The other way a lobster's color can be affected is what it eats—and that can change. Murphy said if a lobster is fed foods with different proteins, it can actually change the color of their shell. Those one in a 100 million white lobsters? Murphy and his researchers used to create them at the aquarium by altering the food that was given to lobsters.

"Our lobster research team used to feed them homemade food that was missing proteins for color, so the lobsters we had were actually white," said Murphy. The researchers didn't do this to create rare lobsters; removing the lobsters' natural pigmentation made it easier for researchers to spot shell disease. "When the project was done, they'd have wild shrimp and fish again, and over time they'd molt and get their normal color back."

So, I asked Murphy: is it possible that a lobster could just be eating proteins that turned it orange, and then it would be donated to an aquarium, and, after being there a while and eating normal stuff, would turn the color of a normal lobster? Yes, though it's never happened to him personally. He said there's no way to tell by looking at a lobster whether its rare coloring is due to genetics or food, so when a new rare lobster comes in, the only thing to do is wait. "We get 'em in, we keep 'em, and we see what happens."

What makes rare lobsters so special, and can you eat them?

As for what's so special about odd-colored lobsters, Murphy said other than their color, not much. Inside, they're the same lobster as their rust-colored counterparts, and the behave just like normal lobsters, which includes peeing from their face. That fact has nothing to do with rarity, but I'm including it anyway because, as Murphy said, "Everyone likes a good pee story."

Murphy said there's no real rule governing whether or not rare lobsters could be eaten. "People can eat blue lobsters, if they want to have that rare opportunity to eat something that's one in two million," said Murphy. Rare lobsters being saved is more ceremonial and happens because of an unspoken thing among those who deal with lobsters: you save the special ones.

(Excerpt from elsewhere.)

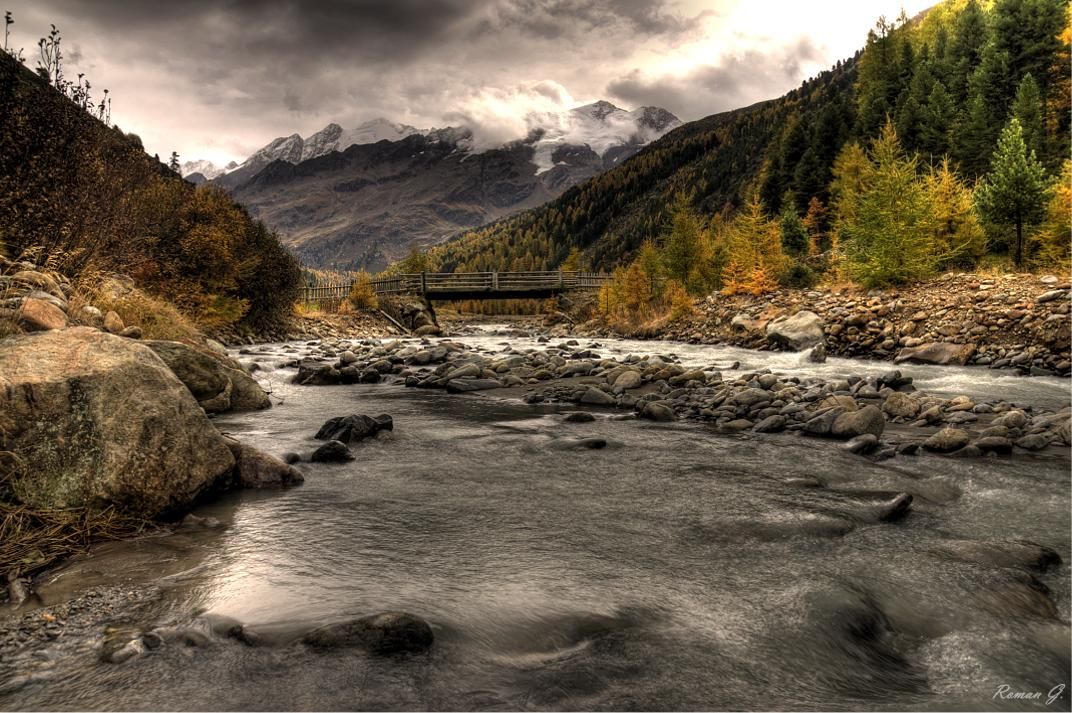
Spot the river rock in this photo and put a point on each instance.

"People who find one find it really amazing and want to tell people about it and show people," he said. "I have 12 lobsters under my care right now, all different colors, all donated by local fisherman or grocery stores. People get it and think it's amazing and want to share it with the world."

Do they taste the same as normal lobsters? Murphy said as far as he knows, they would. Though, being that he works with lobsters all day, he feels a little funny about eating them. Sometimes he'll have lobster mac and cheese, he said, but seeing a full one on a plate gives him the creeps.

"To see one on the plate..." he trails off, like he isn't even sure how to put it. "I feel like they look at me weird when I come back to work. Like I have a guilty look about me."